Selon Martin, la zone qui s'étendait du Parc Fallières au lycée De Baudre a rapidement été désertée, notamment à cause des inondations récurrentes.
Cela dit, le scénario se complexifie boulevard Carnot, où le chantier s'étend sur plus de 20 mètres de long. Ce secteur de la ville demeure peu connu d'un point de vue archéologique. Martin fait remarquer que les fouilles menées dans les années 80 ont été expéditives par rapport aux normes actuelles.

Les découvertes seront cependant recouvertes dès lundi prochain, y compris un four antique dont les premières estimations le classaient comme un vestige antique. "Il se révèle médiéval, datant des XII ou XIIIe siècles", déclare Martin avec une certaine excitation. Ce four, dont l'utilisation reste à définir, pourrait avoir servi à des fins domestiques, artisanales ou même pour la poterie, bien que cela reste mystérieux.
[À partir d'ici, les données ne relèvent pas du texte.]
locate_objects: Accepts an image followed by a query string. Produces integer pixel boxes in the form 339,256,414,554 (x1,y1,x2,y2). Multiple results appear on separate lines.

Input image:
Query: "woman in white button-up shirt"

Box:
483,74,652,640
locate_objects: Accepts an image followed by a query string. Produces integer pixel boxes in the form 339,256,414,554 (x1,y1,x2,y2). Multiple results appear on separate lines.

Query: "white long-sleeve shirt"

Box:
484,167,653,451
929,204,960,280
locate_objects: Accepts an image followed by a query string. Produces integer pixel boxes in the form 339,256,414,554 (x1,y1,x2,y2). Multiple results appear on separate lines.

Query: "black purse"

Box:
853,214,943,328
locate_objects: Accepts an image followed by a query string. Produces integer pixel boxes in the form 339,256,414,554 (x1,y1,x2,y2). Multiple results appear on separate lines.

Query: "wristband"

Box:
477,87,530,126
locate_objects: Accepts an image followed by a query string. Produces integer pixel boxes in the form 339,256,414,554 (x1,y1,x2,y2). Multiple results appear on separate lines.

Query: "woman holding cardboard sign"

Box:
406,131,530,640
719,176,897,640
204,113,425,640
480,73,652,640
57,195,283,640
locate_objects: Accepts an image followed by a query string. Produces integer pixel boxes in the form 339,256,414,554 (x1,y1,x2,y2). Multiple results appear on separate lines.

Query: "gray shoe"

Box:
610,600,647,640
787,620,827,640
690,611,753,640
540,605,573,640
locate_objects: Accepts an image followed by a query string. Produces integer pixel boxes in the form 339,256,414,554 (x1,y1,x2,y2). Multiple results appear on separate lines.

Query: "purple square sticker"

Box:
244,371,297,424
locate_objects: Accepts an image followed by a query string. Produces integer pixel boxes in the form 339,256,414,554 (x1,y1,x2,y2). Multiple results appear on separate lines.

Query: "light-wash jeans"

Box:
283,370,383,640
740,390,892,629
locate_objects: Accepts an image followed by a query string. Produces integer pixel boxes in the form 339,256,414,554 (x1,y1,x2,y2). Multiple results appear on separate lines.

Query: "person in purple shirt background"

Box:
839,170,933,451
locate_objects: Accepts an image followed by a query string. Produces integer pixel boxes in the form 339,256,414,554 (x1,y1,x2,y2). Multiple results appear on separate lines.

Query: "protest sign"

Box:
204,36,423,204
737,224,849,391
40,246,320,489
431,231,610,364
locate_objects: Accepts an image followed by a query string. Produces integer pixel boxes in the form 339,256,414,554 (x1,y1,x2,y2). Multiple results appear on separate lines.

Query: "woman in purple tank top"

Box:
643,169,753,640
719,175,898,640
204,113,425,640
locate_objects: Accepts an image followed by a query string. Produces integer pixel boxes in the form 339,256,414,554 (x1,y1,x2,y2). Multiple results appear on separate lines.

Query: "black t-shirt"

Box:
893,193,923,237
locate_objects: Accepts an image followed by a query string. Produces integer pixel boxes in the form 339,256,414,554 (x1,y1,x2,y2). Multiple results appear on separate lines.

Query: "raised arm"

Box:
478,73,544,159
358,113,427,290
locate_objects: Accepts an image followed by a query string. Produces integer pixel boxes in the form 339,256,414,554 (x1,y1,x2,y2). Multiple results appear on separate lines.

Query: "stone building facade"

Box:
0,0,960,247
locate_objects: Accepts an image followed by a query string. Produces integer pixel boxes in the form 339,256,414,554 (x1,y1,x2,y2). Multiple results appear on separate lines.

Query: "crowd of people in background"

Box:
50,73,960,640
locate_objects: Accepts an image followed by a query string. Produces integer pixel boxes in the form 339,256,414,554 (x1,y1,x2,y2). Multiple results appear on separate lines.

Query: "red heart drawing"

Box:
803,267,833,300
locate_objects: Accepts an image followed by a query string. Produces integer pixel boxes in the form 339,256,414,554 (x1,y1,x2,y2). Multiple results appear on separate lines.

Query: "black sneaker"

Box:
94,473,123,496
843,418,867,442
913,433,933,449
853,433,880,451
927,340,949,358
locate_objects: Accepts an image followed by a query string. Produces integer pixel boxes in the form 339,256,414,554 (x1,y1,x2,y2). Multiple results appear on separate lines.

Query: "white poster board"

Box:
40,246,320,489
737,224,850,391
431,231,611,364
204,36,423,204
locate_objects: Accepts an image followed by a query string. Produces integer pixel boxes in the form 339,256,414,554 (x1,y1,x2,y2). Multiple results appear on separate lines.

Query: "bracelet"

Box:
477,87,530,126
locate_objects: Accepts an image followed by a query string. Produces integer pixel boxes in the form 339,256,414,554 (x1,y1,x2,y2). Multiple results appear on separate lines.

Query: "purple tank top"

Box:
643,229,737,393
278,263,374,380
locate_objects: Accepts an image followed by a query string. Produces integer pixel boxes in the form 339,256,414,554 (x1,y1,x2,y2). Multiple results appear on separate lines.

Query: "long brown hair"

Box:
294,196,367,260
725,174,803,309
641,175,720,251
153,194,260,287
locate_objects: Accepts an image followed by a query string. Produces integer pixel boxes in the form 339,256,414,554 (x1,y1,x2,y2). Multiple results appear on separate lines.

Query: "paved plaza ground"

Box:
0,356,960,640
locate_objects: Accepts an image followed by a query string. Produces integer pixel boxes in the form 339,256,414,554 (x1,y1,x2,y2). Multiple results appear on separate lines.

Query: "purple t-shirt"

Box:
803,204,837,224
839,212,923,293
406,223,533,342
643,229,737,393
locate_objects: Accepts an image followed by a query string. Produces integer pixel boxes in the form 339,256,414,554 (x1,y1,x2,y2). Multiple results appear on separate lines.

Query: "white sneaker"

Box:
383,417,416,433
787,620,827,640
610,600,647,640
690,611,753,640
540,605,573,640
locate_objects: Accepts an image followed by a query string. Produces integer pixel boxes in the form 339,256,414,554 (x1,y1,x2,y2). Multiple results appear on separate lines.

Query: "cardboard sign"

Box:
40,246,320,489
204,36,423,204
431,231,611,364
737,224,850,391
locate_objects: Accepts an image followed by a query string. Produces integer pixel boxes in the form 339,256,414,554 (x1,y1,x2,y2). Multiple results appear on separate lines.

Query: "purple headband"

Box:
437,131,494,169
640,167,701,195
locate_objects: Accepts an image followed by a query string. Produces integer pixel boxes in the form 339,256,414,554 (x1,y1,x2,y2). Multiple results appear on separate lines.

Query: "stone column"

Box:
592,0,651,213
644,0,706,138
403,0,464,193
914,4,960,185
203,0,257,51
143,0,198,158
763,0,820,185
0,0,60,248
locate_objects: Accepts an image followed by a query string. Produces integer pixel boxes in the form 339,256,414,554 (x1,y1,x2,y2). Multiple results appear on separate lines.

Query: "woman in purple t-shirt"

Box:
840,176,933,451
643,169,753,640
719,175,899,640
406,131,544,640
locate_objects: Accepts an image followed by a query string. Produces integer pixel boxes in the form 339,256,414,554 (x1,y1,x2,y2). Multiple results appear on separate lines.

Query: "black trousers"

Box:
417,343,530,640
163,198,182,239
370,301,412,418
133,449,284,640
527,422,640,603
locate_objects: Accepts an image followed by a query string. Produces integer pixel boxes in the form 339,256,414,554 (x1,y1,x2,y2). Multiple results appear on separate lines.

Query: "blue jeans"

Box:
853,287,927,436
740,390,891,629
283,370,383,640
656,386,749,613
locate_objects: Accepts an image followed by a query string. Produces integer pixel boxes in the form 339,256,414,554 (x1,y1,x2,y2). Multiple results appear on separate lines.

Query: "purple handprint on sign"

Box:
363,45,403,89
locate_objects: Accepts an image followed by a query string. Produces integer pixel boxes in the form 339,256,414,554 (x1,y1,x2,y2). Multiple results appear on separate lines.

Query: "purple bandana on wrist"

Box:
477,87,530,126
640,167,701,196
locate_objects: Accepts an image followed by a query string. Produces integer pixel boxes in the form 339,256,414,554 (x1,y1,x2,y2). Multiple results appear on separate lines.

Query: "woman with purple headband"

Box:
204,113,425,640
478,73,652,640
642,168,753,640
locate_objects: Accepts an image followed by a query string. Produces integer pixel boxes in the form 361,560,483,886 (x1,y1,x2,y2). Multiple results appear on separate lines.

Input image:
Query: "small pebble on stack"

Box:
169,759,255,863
Synonymes de mystère et de frustration
"L'archéologie n'est pas une science figée", souligne Martin. Toutefois, son équipe fait face à des défis quotidiens. Les informations recueillies, notamment des photos et des croquis, sont régulièrement gravées dans les archives. Ce projet est soutenu par l'État, garantissant une documentation rigoureuse et des publications sur les avancées des recherches. Une collaboration récente avec l’Académie des Sciences, Lettres et Arts d’Agen a renforcé l’importance de ces fouilles.
Bien qu'aucune découverte spectaculaire ne soit à signaler, l'enrichissement des connaissances sur l'occupation romaine s'affine grâce à ces travaux. "Le réseau de chaleur urbain a permis de cartographier une partie du sud de la ville", rappelle Martin. Ces fouilles confirment que l'occupation médiévale était plus étendue que ce qui avait été précédemment estimé.